Die ersten 70 Seiten widmet der Autor naturgemäß Wien. Ach, Wien! Wo anders liegen Verfall und Prunk, Humor und Fatalismus, Traurigkeit, Wut und die Sehnsucht nach vergangener Glanz und Glorie so nahe beieinander wie in der Hauptstadt der alten k. u. k. Doppelmonarchie? Jeder hat hier Leichen im Keller, aber anstatt sie six feet under zu vergraben, tanzt man mit ihnen den Totenreigen und erfreut sich an der Leichenfledderei. Wer allerdings auf political correctness in Wort und Tat besteht, sollte um diese Stadt tunlichst einen weiten Bogen machen!
 
Nein, für empfindliche – und vor allem: humorlose – Gemüter ist Wien sicher nichts; dieser Ort, in dem das gesellschaftliche Leben von jenem ganz eigenen Stolz geprägt ist, der die Grenze zur Arroganz oft und gern überschreitet und sich trotzdem dieses Fünkchen Augenzwinkern bewahrt. Ein Augenzwinkern freilich, das dem ungeübten Blick des Piefkes oft verborgen bleibt. Außer, er heißt Lörscher. „Was mir an Wien taugt, ist dieser Hauch von Kaisertum, der noch immer durch die Gassen weht“, notiert der Zeichner.

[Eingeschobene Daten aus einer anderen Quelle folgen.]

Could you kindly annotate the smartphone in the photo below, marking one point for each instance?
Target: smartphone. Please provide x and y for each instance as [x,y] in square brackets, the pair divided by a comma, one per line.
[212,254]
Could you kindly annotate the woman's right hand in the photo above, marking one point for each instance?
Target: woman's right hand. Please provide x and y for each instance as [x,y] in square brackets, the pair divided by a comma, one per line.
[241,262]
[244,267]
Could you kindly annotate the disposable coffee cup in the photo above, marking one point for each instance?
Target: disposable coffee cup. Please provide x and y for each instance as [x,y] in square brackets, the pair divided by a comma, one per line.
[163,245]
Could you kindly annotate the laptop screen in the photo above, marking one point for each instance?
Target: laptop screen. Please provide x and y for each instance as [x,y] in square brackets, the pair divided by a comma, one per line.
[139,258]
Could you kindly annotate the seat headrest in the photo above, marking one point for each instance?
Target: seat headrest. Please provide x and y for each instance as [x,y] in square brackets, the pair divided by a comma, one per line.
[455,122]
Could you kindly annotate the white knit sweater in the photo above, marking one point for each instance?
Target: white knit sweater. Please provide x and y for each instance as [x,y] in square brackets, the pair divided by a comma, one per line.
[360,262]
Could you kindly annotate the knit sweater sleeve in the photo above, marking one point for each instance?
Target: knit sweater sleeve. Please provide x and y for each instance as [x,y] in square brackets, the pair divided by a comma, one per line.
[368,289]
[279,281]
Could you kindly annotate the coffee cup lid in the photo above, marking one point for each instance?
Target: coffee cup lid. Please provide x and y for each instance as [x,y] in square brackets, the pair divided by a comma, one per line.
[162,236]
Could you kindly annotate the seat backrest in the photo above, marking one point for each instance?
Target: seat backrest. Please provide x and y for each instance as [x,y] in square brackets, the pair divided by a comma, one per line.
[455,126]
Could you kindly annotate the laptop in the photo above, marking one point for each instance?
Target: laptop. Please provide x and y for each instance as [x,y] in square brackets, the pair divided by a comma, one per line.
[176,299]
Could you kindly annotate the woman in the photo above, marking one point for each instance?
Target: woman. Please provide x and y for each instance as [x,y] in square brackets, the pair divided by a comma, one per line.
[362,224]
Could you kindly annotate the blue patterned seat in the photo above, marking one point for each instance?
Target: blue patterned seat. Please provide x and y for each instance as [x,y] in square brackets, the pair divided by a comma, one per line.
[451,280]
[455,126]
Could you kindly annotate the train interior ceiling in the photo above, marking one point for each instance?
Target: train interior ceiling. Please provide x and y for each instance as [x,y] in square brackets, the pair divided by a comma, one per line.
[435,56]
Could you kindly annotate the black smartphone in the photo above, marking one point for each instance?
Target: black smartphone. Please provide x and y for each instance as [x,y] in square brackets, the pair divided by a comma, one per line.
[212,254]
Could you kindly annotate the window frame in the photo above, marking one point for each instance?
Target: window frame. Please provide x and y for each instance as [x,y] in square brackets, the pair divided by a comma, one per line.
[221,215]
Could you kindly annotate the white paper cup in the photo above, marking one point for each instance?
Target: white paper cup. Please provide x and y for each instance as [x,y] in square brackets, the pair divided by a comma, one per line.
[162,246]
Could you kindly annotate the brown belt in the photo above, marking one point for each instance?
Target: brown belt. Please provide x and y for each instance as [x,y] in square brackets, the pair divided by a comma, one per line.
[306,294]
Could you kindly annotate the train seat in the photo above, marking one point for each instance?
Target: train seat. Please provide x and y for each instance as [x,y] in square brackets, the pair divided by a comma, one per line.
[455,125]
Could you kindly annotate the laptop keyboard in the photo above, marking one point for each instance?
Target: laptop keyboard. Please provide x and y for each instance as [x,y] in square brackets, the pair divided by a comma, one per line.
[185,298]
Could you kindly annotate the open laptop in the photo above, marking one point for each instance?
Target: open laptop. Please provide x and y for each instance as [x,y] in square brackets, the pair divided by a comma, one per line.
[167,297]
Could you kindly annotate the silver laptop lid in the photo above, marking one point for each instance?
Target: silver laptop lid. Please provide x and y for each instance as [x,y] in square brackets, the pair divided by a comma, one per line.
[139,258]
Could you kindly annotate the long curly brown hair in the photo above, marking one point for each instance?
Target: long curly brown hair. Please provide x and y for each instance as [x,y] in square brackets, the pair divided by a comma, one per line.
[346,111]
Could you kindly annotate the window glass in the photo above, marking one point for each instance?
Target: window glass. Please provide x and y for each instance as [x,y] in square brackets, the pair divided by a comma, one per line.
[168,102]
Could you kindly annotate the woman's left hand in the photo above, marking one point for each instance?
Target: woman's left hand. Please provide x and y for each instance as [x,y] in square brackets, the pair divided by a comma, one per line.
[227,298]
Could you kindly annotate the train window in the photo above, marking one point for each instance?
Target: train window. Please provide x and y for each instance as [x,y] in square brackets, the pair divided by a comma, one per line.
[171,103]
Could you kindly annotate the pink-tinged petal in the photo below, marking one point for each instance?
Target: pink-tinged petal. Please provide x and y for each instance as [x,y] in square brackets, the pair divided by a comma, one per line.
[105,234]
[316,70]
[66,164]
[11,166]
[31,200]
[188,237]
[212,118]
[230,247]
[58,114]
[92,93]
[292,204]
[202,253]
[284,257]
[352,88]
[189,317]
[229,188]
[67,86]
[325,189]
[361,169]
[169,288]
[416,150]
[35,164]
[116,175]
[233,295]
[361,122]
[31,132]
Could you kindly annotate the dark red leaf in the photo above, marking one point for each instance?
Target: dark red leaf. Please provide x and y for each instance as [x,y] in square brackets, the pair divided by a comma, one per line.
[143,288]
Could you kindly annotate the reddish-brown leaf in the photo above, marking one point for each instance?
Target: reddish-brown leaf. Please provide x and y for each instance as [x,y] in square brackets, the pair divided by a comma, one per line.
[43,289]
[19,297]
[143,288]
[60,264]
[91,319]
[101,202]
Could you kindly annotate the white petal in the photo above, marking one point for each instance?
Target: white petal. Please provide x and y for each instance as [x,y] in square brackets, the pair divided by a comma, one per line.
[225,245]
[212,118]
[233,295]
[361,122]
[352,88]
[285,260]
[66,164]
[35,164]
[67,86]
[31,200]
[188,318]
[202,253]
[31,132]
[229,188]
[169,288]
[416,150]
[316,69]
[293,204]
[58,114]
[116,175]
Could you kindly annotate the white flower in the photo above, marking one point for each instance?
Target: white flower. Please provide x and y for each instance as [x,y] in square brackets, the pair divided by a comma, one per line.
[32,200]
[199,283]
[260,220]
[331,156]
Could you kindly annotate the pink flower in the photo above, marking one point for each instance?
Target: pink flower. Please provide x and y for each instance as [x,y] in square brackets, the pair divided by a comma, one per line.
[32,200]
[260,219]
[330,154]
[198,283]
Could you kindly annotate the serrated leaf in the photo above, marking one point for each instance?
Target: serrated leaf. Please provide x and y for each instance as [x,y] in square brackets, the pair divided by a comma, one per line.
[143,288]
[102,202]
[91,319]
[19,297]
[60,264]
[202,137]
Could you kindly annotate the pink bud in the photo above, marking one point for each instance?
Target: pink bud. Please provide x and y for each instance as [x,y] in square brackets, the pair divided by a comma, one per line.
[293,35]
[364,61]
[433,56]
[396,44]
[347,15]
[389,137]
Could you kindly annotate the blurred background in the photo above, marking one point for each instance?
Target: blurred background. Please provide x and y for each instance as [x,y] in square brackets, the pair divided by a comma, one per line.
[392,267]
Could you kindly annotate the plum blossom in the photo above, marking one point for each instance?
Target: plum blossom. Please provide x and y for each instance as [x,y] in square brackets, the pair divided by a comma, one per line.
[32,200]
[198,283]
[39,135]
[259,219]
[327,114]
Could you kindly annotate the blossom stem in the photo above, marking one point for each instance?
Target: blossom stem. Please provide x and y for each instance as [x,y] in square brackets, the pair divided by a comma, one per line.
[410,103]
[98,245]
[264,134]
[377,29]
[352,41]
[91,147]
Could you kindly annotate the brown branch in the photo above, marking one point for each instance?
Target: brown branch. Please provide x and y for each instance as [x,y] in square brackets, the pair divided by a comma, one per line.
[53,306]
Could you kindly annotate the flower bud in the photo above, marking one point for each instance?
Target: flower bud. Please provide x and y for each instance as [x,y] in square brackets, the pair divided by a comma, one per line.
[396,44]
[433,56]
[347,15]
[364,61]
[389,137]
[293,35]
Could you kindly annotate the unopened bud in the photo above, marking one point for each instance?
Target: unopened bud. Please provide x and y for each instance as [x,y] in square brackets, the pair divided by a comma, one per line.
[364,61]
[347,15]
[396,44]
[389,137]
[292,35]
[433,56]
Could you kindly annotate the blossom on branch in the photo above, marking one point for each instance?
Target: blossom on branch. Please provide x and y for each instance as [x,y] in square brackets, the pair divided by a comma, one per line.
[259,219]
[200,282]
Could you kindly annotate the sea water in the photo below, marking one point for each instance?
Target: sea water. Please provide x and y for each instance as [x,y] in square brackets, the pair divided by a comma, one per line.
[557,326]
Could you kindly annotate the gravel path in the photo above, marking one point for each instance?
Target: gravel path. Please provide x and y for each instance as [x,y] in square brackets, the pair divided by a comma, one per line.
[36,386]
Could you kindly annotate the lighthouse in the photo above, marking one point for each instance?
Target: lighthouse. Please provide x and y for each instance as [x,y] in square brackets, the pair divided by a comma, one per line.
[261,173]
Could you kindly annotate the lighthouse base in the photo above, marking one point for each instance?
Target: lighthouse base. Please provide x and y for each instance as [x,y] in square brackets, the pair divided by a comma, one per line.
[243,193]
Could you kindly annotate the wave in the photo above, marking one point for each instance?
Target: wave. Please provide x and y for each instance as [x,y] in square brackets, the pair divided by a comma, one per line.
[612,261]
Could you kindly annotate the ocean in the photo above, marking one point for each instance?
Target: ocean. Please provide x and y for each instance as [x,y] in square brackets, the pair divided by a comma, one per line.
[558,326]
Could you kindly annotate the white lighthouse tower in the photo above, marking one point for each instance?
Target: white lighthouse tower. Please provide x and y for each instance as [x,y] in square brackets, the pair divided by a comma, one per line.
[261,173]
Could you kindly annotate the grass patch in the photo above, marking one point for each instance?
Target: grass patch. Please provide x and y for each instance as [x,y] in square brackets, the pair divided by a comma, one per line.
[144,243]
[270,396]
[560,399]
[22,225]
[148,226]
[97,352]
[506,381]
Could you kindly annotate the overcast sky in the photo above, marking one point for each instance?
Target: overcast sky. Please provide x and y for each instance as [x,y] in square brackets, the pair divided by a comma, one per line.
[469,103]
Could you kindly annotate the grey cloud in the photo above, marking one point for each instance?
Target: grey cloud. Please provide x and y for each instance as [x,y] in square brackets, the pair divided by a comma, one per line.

Recht hat er. 
 
Apropos Notieren: Dass sich seitenweise Dialoge durch dieses „Graphic Theatre“ ziehen, lässt es mitnichten zu einer Textwüste veröden: Die vom Autoren auf der Straße aufgeschnappten Gesprächsfetzen oder seine Gespräche auf einer Tiroler Alm oder beim Trampen stehen gleichberechtigt neben dem grafischen Teil dieses Reisetagebuchs – und mischen Tragödie und Komödie zu einer nur in Österreich möglichen Melange. Mein Favorit: Der Monolog der alten Dame auf dem Zentralfriedhof, die für ihr Lieblingsgrab ein paar Blumen beim Udo Jürgens stibitzt hat, „weil's bei dem eh so prunkvoll ist“.
 
Lörscher zeigt sich in diesen Momenten als ein aufmerksamer und respektvoller Beobachter, der bisweilen zwar Teil seiner eigenen Geschichten wird, sich aber niemals in den Vordergrund drängt. Selbst sprachlich wird das „Ich“ in seinen Vignetten tunlichst vermieden. Redet der Autor von sich selbst, dann immer in der dritten Person, von einem namenlosen „jungen Mann“.
 
Dieser „junge Mann“ hat verstanden, dass die größte Komik in der alltäglichen Tragik des Lebens zu finden ist. Selbst der geneigte österreichische Leser dürfte diese Leistung anerkennen. Freilich nicht überschwänglich lobend, sondern mit einem kurzen gnädigen Nicken goutierend. Man will ja nicht übertreiben.
 

"A bisserl weiter … geht’s immer!" Mit dem Skizzenbuch durch das Wilde Österreich. 144 Seiten, Hardcover mit Farbschnitt. Erschienen bei der Edition Büchergilde and Büchergilde Gutenberg. Überall im Handel erhältlich.